On 18 October, my horse Jasper died. I lay with him in his stable, his head on me. I brought him fresh grass. I got him up for the last time, and I led him out. I asked as the vet’s car pulled up: is this really right? I knew the answer. I signed the form authorising euthanasia. I gave him an apple and told him how much I loved him and how grateful I was for him. I stepped back when the vet asked me to, so she could guide him as he went down, but I didn’t look away. I didn’t talk to him as he fell, and I should have. I kneeled by him afterwards and stroked him, the vet said he was gone, and then I walked away. I looked back once, and they were laying his blankets over him. I couldn’t see for the tears. I drove away literally screaming.
He was my first horse. I’d never before been responsible for, invested so much in, and cared so much for another life. It felt unreal that he wasn’t there anymore. Jasper existing made me feel grounded and proud and happy.
I lost my companion, but also my teacher, caregiver, therapist, adventure partner, teammate, game-player, best buddy. I knew him better than anyone. He enriched my life beyond words and should have done so for at least another decade.
I felt overwhelming guilt, because he was only 11 years old, and because I was responsible for him and my decisions had led to his death.
And it should not have had to happen. I believe that if I had not sent him away, he still would be with me, well enough to be in a field with friends, at least.
It breaks my heart that I took him to a strange place and left him there for those six weeks.
I don’t know if Gawsworth Track Livery is still operating under Bethan’s management, as she blocked me from their Facebook page so I cannot view it. She did this before Jasper died, and without my having said a single word to or about her or what happened. It was pre-emptive: kick us out and block me, just in case.
After Jasper died, I learned that I was not the only person who’d had a bad experience at Gawsworth (although I was and hopefully still am the only person who lost their horse in connection with it). I also learned that deleting any remotely negative comments or reviews and blocking people who just might express any opinion in any way contrary to Bethan’s was her standard operating procedure.

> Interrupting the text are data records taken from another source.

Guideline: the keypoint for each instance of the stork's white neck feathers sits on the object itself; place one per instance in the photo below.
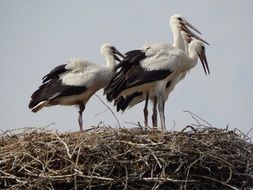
(106, 51)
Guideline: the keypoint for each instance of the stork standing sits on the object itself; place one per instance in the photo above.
(177, 24)
(74, 83)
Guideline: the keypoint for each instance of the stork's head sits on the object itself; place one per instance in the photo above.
(107, 49)
(199, 47)
(179, 21)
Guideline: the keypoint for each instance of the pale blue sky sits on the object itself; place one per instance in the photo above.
(36, 36)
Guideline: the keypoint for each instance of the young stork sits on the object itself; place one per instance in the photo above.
(74, 83)
(152, 76)
(177, 24)
(124, 103)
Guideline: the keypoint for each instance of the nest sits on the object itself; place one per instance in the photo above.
(113, 158)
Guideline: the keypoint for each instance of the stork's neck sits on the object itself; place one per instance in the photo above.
(193, 57)
(178, 39)
(110, 60)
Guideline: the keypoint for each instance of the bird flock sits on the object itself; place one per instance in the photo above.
(146, 74)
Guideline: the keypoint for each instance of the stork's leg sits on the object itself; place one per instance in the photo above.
(161, 114)
(154, 116)
(80, 118)
(145, 111)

I wish I had known, or even thought to imagine that this censorship might occur. In part because of it – because of the glowing one-sided commentary presented to the world – I trusted Gawsworth absolutely. I wasn’t alive to the risk that I now see: that anyone who thinks that they know best, who curates a biased image of success for the world to see, and who doesn’t listen to concerns of owners – can be blinded to the reality of an individual horse’s needs and welfare. And this, I believe, cost Jasper his life.